If the guy didn’t need a court reporter, there would be no damage to the relationship.  But saying he needed one, but didn’t want Ed’s daughter to be that person would have been an affront.  There’s only one way to wiggle out of that: “I don’t feel comfortable mingling multiple business interests together like that.” And it only works about half the time with worse odds for people who are already co-mingling.

 

 

 

 

7 comments

  1. Very interesting, thanks. I think the following was settled out of court, but Joel was working at some time for Emerson electronics and he embezzled $100,000 or more from them. I think it was the early 1980’s, or late 1970’s.

    1. Oooooh! I’ll try to find out more. Thank you so much!

      The more we find out about these two, the more it seems inevitable that they’d end up going in on a $125 million Ponzi scheme.

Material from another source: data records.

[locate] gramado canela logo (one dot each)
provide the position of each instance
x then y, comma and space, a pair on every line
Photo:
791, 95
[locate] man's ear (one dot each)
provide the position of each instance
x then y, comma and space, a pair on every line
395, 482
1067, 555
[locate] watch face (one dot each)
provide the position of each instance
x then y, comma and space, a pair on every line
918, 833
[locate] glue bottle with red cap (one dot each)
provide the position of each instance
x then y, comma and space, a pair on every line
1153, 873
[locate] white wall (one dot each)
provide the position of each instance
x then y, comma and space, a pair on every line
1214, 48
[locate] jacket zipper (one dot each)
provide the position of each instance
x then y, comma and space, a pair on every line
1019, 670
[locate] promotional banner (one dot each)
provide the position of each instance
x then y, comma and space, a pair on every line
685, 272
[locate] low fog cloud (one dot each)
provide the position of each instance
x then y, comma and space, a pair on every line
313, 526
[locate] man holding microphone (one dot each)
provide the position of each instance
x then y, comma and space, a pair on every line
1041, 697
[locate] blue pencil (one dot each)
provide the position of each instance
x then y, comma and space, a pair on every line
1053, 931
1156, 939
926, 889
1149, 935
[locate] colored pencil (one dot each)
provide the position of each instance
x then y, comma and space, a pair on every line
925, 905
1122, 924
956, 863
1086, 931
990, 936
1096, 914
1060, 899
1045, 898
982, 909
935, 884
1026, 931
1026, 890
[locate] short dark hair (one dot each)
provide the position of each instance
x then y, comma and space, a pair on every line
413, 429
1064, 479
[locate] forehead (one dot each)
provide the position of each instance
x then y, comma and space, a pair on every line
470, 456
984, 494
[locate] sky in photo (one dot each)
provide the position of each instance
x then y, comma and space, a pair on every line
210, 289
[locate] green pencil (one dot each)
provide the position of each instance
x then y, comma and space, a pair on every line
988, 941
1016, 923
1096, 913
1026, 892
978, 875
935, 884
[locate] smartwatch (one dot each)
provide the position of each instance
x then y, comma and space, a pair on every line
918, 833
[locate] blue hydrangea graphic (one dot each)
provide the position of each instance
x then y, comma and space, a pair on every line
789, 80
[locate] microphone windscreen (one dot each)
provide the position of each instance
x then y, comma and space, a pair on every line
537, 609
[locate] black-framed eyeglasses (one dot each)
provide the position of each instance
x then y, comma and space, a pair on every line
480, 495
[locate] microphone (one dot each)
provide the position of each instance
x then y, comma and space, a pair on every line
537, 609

      1. I wonder if the receiver would tell you, or the clerk in that court. keep up the good work and thanks for all of you do!

        1. No need to contact the receiver or the clerk. They refiled it yesterday. I will post an update before I head to bed.

  2. We’re still waiting for the final check from my late father’s investment with these clowns. We were told the check would arrive in late 2019 now it’s been pushed back to late 2020! I also saw that Gillis’ wife filed for divorce in 2015 I hope she didn’t get any money from her husband… she who lives with rats is a rat. I also saw that the law firm for Gillis was touting there success in getting his sentence reduced to 10 years instead of 20. I hope both of these clowns aren’t let out of prison to avoid getting covid… they deserve getting infected!!